ジェンダーダイバーシティは、ガバナンスの向上でも利点

 女性取締役比率が高い企業では、不正や証券取引規制を違反する比率が低い傾向にあります。『Journal of Financial Economics』に掲載された学術研究(※1)によると、取締役の女性比率が高く、女性議長がリードする企業のほうが、不正を働いたり証券取引規制に違反する割合が低いことが分かっています。

 女性取締役が1人いるだけでも、取締役会の独立性が高まり、監督機能が発揮され、集団思考が減るということです。多様性が低い集団で起こりやすい集団心理を意味する「グループシンク(集団浅慮)」の特徴のうち、「道徳や倫理を無視する」「都合の悪い情報を遮断する」といったリスクが、ジェンダー多様性によって回避されているということです。

 具体的な事例を見てみましょう。下の図は、取締役会の女性比率と、環境情報開示スコアの関連を示したものです。(※2)

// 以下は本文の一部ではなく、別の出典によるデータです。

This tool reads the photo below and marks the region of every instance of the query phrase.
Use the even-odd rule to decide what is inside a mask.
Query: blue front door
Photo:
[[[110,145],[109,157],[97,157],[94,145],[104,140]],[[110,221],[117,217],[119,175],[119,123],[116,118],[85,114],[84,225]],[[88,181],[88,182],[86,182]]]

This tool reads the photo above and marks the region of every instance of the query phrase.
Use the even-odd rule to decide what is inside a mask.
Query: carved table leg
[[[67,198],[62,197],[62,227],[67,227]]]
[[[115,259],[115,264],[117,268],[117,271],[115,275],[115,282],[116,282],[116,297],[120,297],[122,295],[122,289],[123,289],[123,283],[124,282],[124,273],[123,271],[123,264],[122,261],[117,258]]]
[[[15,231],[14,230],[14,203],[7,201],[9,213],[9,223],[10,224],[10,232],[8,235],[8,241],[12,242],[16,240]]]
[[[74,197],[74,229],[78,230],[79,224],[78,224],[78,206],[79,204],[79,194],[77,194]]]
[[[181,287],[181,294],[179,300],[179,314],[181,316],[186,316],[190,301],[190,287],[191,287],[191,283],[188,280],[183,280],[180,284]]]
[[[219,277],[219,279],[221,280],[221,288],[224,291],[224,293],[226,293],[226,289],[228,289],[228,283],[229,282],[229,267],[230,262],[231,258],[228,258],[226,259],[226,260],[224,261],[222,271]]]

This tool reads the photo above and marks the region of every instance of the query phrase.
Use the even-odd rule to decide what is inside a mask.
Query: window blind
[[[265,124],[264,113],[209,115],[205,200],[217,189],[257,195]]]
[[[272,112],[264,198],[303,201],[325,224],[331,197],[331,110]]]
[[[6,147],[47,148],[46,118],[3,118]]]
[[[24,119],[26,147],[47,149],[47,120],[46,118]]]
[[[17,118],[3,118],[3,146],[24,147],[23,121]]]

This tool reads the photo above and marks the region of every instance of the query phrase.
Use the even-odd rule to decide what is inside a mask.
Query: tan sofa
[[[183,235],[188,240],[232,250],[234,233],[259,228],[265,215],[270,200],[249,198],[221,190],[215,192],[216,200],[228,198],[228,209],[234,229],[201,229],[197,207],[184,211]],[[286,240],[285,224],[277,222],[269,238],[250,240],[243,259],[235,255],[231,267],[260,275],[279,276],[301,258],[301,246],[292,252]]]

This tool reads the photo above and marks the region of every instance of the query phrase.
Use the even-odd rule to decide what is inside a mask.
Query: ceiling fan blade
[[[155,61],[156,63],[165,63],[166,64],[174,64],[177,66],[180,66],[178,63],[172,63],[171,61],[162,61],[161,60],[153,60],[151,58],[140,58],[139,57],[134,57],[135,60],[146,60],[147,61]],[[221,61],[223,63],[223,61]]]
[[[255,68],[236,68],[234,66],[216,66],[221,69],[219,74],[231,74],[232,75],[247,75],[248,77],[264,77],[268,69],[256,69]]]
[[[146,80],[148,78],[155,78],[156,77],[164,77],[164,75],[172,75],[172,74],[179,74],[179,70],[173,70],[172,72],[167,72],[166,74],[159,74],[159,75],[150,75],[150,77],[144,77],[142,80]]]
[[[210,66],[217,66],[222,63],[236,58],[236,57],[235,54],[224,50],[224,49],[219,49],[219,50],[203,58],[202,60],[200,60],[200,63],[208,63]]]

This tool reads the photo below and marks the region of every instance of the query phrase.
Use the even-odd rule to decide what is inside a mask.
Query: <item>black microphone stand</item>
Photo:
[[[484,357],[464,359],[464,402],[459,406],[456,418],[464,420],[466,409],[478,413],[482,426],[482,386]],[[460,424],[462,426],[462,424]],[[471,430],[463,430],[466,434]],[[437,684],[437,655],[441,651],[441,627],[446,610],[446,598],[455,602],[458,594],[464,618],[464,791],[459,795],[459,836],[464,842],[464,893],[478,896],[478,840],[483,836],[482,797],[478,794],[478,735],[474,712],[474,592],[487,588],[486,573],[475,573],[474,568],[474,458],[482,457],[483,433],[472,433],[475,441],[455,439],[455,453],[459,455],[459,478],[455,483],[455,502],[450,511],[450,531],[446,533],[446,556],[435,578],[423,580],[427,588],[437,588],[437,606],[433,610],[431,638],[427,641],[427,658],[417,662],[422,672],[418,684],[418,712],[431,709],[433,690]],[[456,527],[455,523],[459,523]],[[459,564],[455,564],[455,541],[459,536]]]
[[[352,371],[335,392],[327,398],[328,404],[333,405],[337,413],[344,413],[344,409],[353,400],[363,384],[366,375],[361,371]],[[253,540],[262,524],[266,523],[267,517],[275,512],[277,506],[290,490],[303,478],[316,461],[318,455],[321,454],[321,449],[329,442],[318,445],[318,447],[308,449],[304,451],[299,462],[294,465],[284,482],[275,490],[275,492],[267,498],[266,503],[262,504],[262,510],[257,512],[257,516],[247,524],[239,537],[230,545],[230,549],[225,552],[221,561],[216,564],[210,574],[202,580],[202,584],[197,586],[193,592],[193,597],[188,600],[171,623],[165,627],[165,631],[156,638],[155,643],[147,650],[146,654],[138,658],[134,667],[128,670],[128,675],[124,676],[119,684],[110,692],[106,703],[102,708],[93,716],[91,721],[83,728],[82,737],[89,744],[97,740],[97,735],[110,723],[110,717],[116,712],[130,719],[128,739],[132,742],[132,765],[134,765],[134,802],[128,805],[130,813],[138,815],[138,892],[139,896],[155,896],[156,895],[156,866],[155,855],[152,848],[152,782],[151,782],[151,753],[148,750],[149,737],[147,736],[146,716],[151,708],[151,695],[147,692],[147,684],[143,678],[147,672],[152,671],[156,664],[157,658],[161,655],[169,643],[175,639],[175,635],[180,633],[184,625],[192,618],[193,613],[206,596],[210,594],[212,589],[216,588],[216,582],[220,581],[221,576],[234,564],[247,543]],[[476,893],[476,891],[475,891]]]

※1 Renee B. Adams and Daniel Ferreira, “Women in the Boardroom and their Impact on Governance and Performance,” Journal of Financial Economics, vol. 94(2009).
※2 (出所)Rebecca Fender, THE FUTURE OF FINANCE: WOMEN IN INVESTING, 2020年12月17日開催 Japan Investment Conference 2020 講演資料から抜粋・翻訳
※3 Bloomberg NEF and Sasakawa Peace Foundation,Gender Diversity and Climate Innovation SPF/BNEF報告書「ジェンダーダイバーシティと気候変動イノベーション」から

 ブルームバーグNEFと笹川平和財団が、102カ国、1万1700社のESGデータを分析した結果(※3)によると、「ジェンダーダイバーシティは、企業の気候変動ガバナンスおよび気候変動イノベーションと正の相関関係にある」と確認されました。グラフにあるように、取締役の女性比率が30%以上と高い企業は、環境情報開示スコアが高いのです。

 この情報は環境に関する情報開示というピンポイントの資料ですが、幅広いテーマでの監督機能という意味で、経営層における多様性確保が効いた事例です。

 男性だけで運用するファンドより、女性もいるファンドでは、集団心理の最大の弱点である「都合の悪い情報を遮断する、無視する」という側面が薄まり、その結果、強気・弱気含めたまっとうな投資判断ができたのでしょう。 女性が存在するファンドでは、ガバナンスの向上というメリットも功を奏して、浮き沈みの激しい投資の世界で成績が優位に保たれたのかもしれません。